It has weakened against the dollar and Japanese yen but gained some ground against the New Zewland dollar. Over the past few weeks, the EURUSD has found itself within a very wide range with resistance at 1.2200 and support at 1.2000. Given how prices have cut below the 100 Simple Moving Average and pressing down fiercely against the 1.2000, the path of least resistance certainly points south.
The technicals swing in favour of bears on the daily timeframe. Prices are trading well below the 20 & 50 Simple Moving Average while the MACD trades to the downside. A solid daily close below 1.2000 could inspire a decline towards 1.9500 and 1.1920. Should 1.2000 prove to be reliable support, a rebound back towards 1.2050 and 1.2130 could be on the table.
Although the technicals are turning increasingly bearish, the fundamentals could still throw a proverbial wrench in the works for sellers. Later this morning, the Eurozone inflation reading and Germany’s unemployment rate will be published. Markets are expecting inflation to hold steady at 0.9% while the core reading is forecast to cool from 1.4% to 1.1%. The unemployment rate in Europe’s largest economy to projected to hold steady at 6%, unchanged from January.
Back to the technicals…
It is a different story on the weekly charts for the EURUSD. Prices respecting a bullish weekly channel and there have been consistently higher highs and lows. This is bull territory with bears under threat if prices trade back above 1.2150. A strong weekly close below 1.2000 could give the thumbs up for sellers to target 1.1900 and 1.1700.

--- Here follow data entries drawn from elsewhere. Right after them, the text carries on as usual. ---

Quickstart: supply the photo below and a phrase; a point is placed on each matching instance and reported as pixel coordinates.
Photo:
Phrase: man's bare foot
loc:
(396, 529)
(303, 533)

1.20 pivotal on monthly timeframe
It is safe to say that the EURUSD remains bullish on the monthly timeframe. Prices are trading above the 100 SMA while the Relative Strength Index has yet to hit overbought levels above 70.00. If 1.2000 can hold the fort and keep bears out, prices could rebound back towards 1.2348. However, a solid monthly close below 1.2000 is likely to spell trouble for the bullish trend with the next key point of interest around 1.1600.